Economist Robert Stavins, in the Coasean tradtion, has insightfully argued that  (with some caveats, including that transaction costs in this cap-and-trade program are similar to the transaction costs in others) the initial allocation of allowances doesn’t matter in most significant ways:  it will have no effect on the distribution of allowances after trading, and will have no effect on the total magnitude of emissions and their attendant social costs.

But there is another factor economists have not addressed, that could effect the total magnitude of emissions and their attendant social costs, and that may well depend in part on the method of initial allocations: compliance.
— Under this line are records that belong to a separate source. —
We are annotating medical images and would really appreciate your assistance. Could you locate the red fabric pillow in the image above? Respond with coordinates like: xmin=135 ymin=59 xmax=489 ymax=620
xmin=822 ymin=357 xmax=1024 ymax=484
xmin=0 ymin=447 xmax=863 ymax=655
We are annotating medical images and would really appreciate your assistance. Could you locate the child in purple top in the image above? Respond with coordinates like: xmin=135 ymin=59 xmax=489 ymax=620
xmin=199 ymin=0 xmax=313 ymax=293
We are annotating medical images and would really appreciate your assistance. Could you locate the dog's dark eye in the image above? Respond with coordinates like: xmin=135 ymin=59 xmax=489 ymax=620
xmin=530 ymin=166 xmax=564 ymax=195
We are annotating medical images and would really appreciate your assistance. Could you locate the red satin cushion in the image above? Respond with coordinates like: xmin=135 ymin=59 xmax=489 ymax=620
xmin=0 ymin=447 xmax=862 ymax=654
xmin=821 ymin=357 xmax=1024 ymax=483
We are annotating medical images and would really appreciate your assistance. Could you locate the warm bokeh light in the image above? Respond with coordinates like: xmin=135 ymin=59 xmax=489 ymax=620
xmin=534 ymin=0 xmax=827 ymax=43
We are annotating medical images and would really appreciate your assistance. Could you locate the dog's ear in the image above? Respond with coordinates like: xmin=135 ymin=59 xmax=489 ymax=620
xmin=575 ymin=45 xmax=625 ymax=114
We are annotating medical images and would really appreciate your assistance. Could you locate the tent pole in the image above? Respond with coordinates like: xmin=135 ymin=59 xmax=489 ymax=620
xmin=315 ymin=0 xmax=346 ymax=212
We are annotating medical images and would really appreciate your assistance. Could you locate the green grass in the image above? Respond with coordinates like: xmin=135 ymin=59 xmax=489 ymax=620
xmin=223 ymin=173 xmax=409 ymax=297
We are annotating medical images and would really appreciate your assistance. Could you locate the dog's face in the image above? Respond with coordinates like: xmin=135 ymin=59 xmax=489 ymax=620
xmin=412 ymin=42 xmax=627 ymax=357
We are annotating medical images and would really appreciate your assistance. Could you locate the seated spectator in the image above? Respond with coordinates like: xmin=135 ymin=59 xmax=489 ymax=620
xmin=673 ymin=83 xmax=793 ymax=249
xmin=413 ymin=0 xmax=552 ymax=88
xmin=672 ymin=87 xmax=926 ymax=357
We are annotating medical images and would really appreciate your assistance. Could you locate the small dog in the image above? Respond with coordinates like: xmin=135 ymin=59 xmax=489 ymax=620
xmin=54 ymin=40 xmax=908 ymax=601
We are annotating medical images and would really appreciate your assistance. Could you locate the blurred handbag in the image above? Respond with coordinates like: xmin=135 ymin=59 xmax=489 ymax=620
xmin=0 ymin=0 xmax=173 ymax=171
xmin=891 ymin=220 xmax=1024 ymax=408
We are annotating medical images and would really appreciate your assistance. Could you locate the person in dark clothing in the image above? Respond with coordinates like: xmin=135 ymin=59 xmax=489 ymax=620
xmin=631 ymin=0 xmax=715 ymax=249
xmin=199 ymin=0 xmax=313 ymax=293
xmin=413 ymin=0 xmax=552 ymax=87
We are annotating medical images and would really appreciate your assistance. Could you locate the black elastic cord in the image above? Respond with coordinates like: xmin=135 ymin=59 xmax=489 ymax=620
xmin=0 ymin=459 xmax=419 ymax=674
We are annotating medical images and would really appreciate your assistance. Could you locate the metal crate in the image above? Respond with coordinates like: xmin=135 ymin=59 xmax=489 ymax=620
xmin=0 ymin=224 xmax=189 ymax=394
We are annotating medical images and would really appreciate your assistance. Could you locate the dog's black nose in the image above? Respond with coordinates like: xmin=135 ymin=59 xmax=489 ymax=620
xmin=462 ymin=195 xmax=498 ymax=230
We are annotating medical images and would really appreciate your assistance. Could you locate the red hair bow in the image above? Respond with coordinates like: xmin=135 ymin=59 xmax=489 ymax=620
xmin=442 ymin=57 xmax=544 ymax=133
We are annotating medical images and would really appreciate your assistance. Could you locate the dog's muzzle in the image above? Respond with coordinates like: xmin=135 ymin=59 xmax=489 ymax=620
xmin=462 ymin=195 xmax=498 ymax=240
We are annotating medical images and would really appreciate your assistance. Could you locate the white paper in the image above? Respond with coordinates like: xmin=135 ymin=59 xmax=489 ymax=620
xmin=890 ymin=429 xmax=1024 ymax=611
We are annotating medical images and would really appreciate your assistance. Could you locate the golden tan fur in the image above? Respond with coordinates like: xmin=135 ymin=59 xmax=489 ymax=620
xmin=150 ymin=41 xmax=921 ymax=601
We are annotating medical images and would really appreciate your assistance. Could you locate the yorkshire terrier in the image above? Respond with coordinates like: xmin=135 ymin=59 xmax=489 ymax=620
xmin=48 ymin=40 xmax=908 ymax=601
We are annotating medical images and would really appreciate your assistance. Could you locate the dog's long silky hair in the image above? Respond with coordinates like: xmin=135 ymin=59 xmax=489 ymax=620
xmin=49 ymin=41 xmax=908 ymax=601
Law Professor Christine Parker and political scientist Peter May, among others, have demonstrated that compliance with business regulation is highest when the regulated businesses believe that the regulatory regime is fair.  Lower levels of compliance reduce the effectiveness of the regulation in producing the desired outcome, and increase the costs of achieving it.  In the world of carbon emissions, this would mean a higher total magnitude of emissions and a reduced benefit to the public through the higher costs required to achieve them.

HakonSnaefellsnesi

My research into Icelandic fisheries suggests that in moving natural resources from communal to private property through cap and trade programs, initial allocations of rights do have an important effect on the perceived fairness of the regulatory regime, and thus on the willingness of the regulated to comply with it.

In Iceland, the government decided to protect fish stocks by freely allocating tradeable fishing rights and implementing catch quotas.  Permits were issued to fishing vessel owners based on their average catches during a three-year test period.  New entrants to the industry must now buy their way in by purchasing or leasing rights from others through the Icelandic Quota Exchange.  Although the system has been successful in reducing the overall catch, the perception that it is unfair has led to open defiance.  In an extraordinary case before the Icelandic Supreme Court, one fishing company did openly what many apparently do quietly — defied the system on the grounds that it was unfair.  
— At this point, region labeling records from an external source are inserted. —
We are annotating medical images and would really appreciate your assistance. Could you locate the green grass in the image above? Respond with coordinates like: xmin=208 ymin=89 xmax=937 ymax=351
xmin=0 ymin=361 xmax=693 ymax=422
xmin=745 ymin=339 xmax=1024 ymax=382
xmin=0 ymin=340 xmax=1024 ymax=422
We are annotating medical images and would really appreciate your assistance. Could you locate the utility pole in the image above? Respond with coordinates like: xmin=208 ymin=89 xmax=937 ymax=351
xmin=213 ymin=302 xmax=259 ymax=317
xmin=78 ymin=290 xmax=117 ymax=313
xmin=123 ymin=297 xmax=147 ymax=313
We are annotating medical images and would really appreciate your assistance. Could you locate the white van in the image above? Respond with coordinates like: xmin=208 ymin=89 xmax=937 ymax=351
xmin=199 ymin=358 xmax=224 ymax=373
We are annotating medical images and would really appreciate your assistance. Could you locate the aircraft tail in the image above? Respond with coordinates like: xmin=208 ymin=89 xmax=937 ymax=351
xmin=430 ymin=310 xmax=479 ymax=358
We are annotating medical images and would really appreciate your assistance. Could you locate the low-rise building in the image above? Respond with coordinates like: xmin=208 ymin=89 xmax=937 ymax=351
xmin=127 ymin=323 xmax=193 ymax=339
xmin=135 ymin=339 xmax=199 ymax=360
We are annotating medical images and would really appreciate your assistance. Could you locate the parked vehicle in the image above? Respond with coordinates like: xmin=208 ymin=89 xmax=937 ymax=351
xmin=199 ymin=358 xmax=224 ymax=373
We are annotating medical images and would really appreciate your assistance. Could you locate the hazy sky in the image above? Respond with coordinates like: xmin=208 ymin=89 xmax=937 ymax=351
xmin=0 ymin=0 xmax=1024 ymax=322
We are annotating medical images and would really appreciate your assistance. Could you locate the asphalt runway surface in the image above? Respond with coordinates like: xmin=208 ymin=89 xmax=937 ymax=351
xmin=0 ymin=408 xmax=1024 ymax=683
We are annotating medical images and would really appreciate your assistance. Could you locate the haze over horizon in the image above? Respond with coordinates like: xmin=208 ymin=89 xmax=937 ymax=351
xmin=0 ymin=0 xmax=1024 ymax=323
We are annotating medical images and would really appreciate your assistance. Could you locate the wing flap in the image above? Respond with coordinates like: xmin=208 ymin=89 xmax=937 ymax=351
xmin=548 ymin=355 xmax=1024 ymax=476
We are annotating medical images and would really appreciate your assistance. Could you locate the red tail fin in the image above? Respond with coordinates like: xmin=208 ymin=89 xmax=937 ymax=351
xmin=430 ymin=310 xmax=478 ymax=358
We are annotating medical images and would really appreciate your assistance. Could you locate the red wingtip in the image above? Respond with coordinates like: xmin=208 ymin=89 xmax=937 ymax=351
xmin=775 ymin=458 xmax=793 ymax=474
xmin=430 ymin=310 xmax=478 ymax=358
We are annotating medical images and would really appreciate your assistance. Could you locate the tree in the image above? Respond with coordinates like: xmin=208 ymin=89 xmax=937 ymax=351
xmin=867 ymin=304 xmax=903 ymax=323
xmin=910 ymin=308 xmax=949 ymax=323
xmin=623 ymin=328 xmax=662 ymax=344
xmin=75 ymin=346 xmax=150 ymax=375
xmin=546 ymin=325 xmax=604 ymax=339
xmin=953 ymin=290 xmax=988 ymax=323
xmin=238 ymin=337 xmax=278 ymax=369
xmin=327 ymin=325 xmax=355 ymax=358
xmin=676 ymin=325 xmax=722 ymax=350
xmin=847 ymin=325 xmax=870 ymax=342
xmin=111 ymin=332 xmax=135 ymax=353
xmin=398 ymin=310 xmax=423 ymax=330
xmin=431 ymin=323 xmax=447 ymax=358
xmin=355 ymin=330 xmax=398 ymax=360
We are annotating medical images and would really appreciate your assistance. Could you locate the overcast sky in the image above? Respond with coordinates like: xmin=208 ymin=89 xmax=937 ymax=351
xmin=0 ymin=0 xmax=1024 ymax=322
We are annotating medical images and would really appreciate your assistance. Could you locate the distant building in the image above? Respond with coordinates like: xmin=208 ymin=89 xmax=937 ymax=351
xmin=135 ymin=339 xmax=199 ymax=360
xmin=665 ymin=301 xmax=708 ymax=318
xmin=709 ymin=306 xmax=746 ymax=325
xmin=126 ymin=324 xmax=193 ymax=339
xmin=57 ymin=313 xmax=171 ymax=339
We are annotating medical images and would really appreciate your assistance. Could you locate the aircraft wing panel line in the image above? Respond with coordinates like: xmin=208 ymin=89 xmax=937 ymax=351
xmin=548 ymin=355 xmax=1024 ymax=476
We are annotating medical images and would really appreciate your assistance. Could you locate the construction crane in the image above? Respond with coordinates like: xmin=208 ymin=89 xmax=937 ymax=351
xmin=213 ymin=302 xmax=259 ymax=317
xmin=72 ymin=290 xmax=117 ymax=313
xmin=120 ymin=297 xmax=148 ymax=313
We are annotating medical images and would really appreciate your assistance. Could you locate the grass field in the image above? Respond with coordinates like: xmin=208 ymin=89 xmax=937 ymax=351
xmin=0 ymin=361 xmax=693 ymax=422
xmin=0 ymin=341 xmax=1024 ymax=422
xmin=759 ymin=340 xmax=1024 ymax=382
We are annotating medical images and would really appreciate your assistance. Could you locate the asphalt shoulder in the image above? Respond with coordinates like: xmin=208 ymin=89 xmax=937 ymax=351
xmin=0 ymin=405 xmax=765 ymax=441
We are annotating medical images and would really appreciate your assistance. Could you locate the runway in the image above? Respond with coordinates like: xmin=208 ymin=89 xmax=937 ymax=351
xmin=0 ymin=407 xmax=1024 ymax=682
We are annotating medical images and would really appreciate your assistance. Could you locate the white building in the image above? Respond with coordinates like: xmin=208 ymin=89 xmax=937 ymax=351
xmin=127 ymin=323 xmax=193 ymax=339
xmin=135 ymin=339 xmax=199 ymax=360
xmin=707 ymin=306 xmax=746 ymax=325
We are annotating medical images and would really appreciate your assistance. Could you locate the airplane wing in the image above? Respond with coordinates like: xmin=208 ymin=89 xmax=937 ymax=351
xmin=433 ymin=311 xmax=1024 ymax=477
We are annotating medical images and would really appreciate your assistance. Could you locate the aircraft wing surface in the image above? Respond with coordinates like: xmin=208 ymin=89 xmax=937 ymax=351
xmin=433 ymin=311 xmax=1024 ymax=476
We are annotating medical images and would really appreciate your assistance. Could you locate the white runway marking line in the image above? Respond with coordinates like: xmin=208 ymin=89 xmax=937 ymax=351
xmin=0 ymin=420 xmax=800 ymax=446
Transactions costs, of course, are inevitable, but it is not transaction costs that have produced resistance to the Icelandic system.  Rather, resistance is itself is a type of transaction cost, broadly construed, produced by the perceived unfairness of the initial allocation of rights.  In other words, the initial allocation of rights does indeed effect the overall effectiveness of a private property system. 

There has been considerable uproar over the potential free allocation rights to current carbon emissions producers.  Whether or not, as a matter of classical economic theory, the initial allocation of rights should effect the overall effectiveness of the program, the perception of fairness or unfairness will probably effect compliance with the system, and that in turn will effect its overall effectiveness.  It is important, therefore, for policy makers to bear in mind that the perceived fairness of initial allocations of property rights does indeed matter.


 December 5, 2009 at 9:53 am  Tags: Environmental Law, property  Posted in: Economic Analysis of Law, Empirical Analysis of Law, Environmental Law, Property Law, Uncategorized   Print This Post Print This Post

Responses (1)

  1. James Grimmelmann - December 5, 2009 at 1:46 pm

    So if we give the new property rights to the incumbents, others will perceive it as unfair and the new system won’t work. But if we don’t give the incumbents (many of whom have invested in the old system) the property rights, they’ll perceive it as unfair and the new system won’t work. Great. Is there any allocation of property rights that people would perceive as fair?